O projeto, aprovado pela Assembleia Legislativa do Estado de São Paulo (Alesp) no final de 2025, é de autoria dos deputados Delegado Olim (PP), Capitão Telhada (PP), Gil Diniz Bolsonaro (PL) e Altair Moraes (Republicanos).
A proposta foi apresentada após o assassinato do ex-delegado-geral da Polícia Civil de São Paulo, Ruy Ferraz Fontes , ocorrido em Praia Grande, litoral paulista, em setembro de 2025. As investigações indicaram que Fontes, mesmo sob ameaças, estava sem escolta. Segundo o Ministério Público de São Paulo (MPSP), a ordem de execução partiu da facção criminosa Primeiro Comando da Capital (PCC).
De acordo com a justificativa do projeto, havia uma lacuna na legislação sobre a proteção de autoridades e familiares após o término do exercício da carga.
“Verifica-se uma fragilidade significativa no modelo atual, visto que, ao término do exercício da carga, inexiste norma legal que assegure a continuidade da proteção dessas autoridades, expondo-as a elevado risco de retaliações”, afirma o deputado Delegado Olim.
Pela nova lei, têm direito à proteção de autoridades com exposição direta ao enfrentamento da criminalidade organizada. Estão incluídos governadores, vice-governadores, presidentes do Tribunal de Justiça, procuradores-gerais de Justiça, secretários estaduais, secretários-executivos das áreas de Segurança Pública e Administração Penitenciária, além dos dirigentes máximos das carreiras policiais, como o comandante-geral da Polícia Militar e o delegado-geral da Polícia Civil.
A proteção será garantida durante o exercício da carga e, para ex-autoridades, ao longo do mandato do governo subsequente. A segurança pessoal abrange também os parentes diretos dessas autoridades.
Um dos parágrafos da lei prevê que qualquer autoridade ameaçada devido à função pública relacionada à segurança poderá solicitar proteção ao titular da Secretaria da Segurança Pública do Estado (SSP-SP), que avaliará o contexto e a pertinência da concessão, definindo o período de proteção.
Se, ao término do prazo de escola, o risco persistir, a manutenção da escola será continuada. O regulamento da lei será definido por ato do governador.

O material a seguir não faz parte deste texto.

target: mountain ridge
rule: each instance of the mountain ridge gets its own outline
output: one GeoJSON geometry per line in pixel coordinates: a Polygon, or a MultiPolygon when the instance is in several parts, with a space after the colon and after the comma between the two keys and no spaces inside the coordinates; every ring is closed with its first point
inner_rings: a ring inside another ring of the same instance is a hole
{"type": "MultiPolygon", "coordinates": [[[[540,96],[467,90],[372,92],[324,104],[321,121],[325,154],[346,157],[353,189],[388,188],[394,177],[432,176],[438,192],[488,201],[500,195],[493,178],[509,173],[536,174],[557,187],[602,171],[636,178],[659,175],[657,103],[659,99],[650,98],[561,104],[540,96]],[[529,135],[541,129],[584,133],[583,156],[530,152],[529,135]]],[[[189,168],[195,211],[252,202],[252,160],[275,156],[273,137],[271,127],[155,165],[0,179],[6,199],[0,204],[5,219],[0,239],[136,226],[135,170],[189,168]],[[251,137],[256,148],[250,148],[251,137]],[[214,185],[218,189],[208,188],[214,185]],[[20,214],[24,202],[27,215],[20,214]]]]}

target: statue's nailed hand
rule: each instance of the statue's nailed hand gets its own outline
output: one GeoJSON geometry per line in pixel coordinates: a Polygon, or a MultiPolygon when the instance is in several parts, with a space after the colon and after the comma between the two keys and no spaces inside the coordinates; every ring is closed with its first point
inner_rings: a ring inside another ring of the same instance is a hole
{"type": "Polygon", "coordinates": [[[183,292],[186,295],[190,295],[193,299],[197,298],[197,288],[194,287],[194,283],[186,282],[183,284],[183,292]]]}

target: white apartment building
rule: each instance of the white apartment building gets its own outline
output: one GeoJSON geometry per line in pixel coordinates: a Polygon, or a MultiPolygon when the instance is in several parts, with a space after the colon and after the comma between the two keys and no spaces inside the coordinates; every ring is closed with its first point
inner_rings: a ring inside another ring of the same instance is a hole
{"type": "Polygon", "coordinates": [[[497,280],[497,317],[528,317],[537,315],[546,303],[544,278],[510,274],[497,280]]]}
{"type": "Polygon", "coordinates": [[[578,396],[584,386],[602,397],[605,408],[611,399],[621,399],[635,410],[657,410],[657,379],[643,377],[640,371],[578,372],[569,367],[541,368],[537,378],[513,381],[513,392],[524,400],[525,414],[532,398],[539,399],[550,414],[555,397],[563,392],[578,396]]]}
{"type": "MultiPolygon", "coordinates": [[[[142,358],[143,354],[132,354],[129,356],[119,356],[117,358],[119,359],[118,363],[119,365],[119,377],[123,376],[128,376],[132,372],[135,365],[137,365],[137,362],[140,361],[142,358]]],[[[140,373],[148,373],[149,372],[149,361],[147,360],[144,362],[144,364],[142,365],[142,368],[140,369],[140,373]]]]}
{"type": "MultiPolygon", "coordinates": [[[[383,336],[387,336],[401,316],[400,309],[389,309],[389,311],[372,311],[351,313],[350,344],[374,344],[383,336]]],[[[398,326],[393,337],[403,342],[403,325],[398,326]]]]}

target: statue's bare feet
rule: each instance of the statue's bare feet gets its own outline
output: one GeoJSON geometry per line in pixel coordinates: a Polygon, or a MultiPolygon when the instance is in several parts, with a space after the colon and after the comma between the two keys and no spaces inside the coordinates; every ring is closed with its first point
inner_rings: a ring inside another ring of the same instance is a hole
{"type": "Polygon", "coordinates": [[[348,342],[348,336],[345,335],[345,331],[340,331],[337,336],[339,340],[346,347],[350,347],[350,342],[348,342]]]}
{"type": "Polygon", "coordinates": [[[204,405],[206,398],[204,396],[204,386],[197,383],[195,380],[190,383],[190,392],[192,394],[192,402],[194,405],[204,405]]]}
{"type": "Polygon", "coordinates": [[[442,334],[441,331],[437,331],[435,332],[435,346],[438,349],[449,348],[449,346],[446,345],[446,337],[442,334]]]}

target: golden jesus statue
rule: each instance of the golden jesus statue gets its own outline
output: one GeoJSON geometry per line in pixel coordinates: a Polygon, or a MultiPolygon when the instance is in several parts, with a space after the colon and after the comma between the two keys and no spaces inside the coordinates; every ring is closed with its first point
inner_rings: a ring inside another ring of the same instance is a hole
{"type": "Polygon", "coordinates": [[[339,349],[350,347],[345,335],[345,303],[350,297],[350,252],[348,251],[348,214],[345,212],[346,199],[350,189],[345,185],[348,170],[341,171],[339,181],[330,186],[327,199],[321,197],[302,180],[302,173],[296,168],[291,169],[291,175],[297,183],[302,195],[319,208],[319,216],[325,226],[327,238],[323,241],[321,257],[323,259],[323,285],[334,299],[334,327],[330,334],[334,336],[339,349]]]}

O promotor de Justiça Lincoln Gakiya , que investiga o PCC há 20 anos e vive sob escolta policial 24 horas por dia devido a ameaças de morte, afirma que a lei estadual amplia a proteção já conferida pela Lei Federal 15.245/25, baseada no projeto do senador Sergio Moro (União Brasil).
A legislação prevê proteção pessoal em situações de risco decorrentes do exercício da função para autoridades judiciais, membros do Ministério Público, policiais em atividade ou aposentados, seus familiares, além de outros profissionais de segurança pública, Forças Armadas e autoridades que atuam no combate ao crime organizado em regiões de fronteira.
"A lei complementar sancionada pelo governador Tarcísio vem robustecer essa proteção. Atende minha situação e a de outras autoridades ameaçadas, como o dr. Roberto Medina, coordenador dos Presídios da Região Oeste, que também tem sua vida em risco devido à sua atuação profissional", disse Gakiya ao Estadão.